I took it to my room to open it alone, and Aunt Katherine smiled knowingly as I left her after dinner to go spend time with this box. I haven’t received a letter from Tor in a month, and with each day that passed, I grew more and more nervous that he had finally just given up, or that my father had said or did something to push him further away.
I open the box slowly, and inside is an old bottle, with a rolled up piece of paper inside. A small gasp of happiness escapes me, remembering our conversation that day on the beach about messages in a bottle.
Pulling the cork out, I tip the bottle over and the paper falls out, along with a single penny. The note is tied with thin red twine that I slide off, and then gently unroll the parchment paper.
Tears spring to my eyes when I see he has also written with a fountain pen.
Tor…you do everything so right.
Taking a breath, I read his words:
My love,
Walk in the rain with me. Kiss me in the misty fog.

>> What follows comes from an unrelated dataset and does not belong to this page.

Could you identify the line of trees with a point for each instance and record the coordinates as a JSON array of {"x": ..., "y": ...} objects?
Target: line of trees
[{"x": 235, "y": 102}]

Let me hold you all night under the hush of the wind.
I’m waiting for you. Throwing pennies…making wishes.
I’m wishing only for you. Always for you.
Come back to me.
I’ll fight for you. I’ll fight for us.
Wish for me, too…and I’ll make it come true.
I love you forever and longer.
~ Tor
P.S. My huge bottle had $6,025 in it and this single penny. Make a wish.
P.P.S. I’m sorry it took me so long to write, I hurt my hand at the shop.
The frayed parchment paper is soft in my fingers, perfectly worn and aged, and I’m very aware that he chose this texture of paper, this color of ink, with careful consideration. Because he knows how much it means to me. Because he knows me. Like no else ever has or ever could.
I read his words over and over again; long after I have them memorized and they’re burned into my heart and soul, yet I still hold the handwritten note and stare at the words until they blur. I can hear his voice saying them; deep, yet soft and sensual. Raw.
I like touching the paper that I know he held in his hands. The hands that had once held me, caressed me, ignited passion and desire in me so deep that I still can’t forget. And I don’t ever want to.
The faint scent of his cologne drifts from the paper. Or maybe I’ve just wished for it so much that I’ve imagined it. Either way, it’s comforting and stirs memories.
So many memories…
Reading his words, all the feelings rush back like acid on a wound that won’t heal. He’s my other half; the one who makes my heart beat. The man who makes me feel every feeling that could possibly be felt—and then some. The man who held me and loved me through almost every moment of my life. I have no past without him and no future without him. Quite simply, he is my world. There is no way I will ever move on from a love like ours. We belong to each other. I’ve always known it, and I am utterly exhausted from fighting it, denying it, keeping myself from it, and hiding it – as I’m sure he must be, too.
It’s time for me to go back home to my love and to my heart. Time is precious, and I don’t want to give any more up.
I take the penny and walk down the beach to the edge of the water, and I toss it in.
I wished for Tor.
I wished for us.
I wished for my father to accept us.
I wished for everyone to accept us.
I wished for my Mom.
I wished for happiness.
37
Tor
We all let go.
We followed our hearts.
And we all ended up together again.
Tor
I’m sitting on a bench in my garage polishing some of the chrome on my bike when a motorcycle pulls down my street and into my driveway. I know the sound of that bike as well as I know my own, and I’m wondering what he’s doing here.